I could not decide upon which character to focus this final entry for Hamlet. Initially, I meant to write a bit more on our old friend the ghost. Then I toyed with the idea of covering the eternally popular Ophelia. At last, however, I have concluded that the most fitting end to this discussion is the same as the end of most others: the grave-digger.
The grave-digger in Act five offers the first spoken possibility that Ophelia committed suicide. I find his opinion a particular curiosity because he is the first character we encounter who is entirely outside the influence of the court. The increasing mania in Denmark's royal circle denies us any certainty in the events that take place among them. In fact, the general tone is so strongly uncertain (and that comes very near to being an oxymoron) that we find our own sanity tremulous as it pertains to this story that sweeps us into itself. If Hamlet's murder of Polonius is the point at which he passes beyond all hope of redemption, Ophelia's madness is that same point for the story as a whole. When innocence becomes corrupt, the final net gives way. But at that point we are too bewildered by the ironies of despair to recognize the trap. The grave-digger, speaking as an unaffected observer, pulls us from this reverie into a world that will outlive our own minds.
As closely associated with death as he is, the grave-digger is scarcely affected by it. He chucks up skulls with good humor, no less alive for the reminder of his eventual fate. Hamlet may touch on a key point when he admits, "'Tis e'en so, the hand of little employment hath the daintier sense." He and his companions deal with little in the way of physical labors, so their minds are free to run themselves to distraction, while the grave-digger's more intimate connection to the natural world keeps him firmly grounded in its patterns.
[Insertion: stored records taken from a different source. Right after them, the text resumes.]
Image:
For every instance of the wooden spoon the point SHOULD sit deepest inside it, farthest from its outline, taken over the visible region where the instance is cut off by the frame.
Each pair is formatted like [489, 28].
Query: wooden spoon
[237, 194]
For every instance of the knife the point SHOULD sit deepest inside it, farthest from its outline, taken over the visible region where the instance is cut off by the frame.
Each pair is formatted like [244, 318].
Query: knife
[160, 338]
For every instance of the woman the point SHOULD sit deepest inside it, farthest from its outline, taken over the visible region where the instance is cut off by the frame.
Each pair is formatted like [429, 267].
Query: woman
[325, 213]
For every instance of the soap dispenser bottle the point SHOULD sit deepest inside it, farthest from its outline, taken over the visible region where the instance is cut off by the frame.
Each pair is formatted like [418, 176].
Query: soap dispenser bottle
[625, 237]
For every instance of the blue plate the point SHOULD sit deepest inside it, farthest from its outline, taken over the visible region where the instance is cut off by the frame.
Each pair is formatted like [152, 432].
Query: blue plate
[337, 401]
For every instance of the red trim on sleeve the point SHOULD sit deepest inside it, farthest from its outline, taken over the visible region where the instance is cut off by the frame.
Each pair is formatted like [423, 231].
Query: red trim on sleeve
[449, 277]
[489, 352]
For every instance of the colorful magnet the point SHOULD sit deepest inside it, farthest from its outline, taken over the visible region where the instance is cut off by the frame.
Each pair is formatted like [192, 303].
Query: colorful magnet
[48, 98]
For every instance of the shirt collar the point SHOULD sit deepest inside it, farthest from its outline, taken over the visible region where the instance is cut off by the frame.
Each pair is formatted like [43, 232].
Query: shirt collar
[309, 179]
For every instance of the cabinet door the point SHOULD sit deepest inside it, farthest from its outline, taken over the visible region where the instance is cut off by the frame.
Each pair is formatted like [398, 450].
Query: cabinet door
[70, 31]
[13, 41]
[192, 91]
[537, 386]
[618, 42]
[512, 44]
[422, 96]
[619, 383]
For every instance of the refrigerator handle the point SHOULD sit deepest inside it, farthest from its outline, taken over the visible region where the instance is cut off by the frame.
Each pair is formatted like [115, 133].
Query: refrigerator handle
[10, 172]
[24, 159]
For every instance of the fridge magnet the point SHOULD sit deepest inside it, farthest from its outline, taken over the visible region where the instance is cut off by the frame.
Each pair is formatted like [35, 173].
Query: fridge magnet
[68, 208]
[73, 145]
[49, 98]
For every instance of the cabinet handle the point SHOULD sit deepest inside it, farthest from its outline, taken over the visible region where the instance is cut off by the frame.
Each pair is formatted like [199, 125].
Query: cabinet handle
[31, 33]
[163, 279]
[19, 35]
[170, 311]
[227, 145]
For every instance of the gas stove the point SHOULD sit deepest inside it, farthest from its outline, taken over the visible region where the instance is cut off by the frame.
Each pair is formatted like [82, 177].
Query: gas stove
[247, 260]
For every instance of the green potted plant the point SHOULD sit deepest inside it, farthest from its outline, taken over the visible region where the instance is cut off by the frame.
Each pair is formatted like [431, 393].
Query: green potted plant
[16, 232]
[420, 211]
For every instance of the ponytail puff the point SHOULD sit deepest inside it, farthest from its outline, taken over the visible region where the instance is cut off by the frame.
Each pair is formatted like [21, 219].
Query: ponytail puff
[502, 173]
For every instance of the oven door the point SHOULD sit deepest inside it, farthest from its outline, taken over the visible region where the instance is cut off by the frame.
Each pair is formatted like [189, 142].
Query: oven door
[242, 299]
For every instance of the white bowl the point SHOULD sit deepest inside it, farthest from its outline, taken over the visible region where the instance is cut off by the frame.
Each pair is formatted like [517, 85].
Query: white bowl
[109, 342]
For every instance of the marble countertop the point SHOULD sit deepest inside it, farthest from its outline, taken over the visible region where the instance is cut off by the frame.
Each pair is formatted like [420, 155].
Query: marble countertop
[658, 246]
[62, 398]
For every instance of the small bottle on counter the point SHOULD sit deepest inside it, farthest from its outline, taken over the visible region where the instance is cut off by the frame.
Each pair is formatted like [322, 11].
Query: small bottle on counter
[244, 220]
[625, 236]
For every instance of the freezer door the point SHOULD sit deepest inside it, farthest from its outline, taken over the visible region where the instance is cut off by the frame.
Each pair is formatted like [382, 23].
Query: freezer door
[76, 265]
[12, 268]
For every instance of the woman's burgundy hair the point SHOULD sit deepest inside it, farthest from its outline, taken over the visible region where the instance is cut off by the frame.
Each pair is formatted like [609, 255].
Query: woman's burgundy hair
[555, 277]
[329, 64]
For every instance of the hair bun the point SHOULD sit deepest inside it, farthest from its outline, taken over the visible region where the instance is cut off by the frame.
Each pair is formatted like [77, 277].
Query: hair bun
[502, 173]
The grave-digger is the antithesis of the ghost. He does not muse; his riddles have answers. Death to him is not an unknown, but a physical absolute. That is all. He is real and solid and willing to let the world run as it will.
To call Ophelia's death an accident is to say that it was inevitable, but we know that was not the case. Hamlet, Laertes, Claudius - all are consumed by abstracted emotion, whether of their own accord or misleading by others, and because there is no certain protection against abstracts, they bind themselves to helplessness. The grave-digger is familiar with death, so it does not frighten him. Hamlet, on the other hand, has only his fantasies - his ghosts - to satisfy his morbid curiosity. The results of his brooding are, unfortunately, far more real than any of the quandaries themselves. It is easy in the world of the mind to create one's own lonely universe, but that does not stop the real one from following its usual course.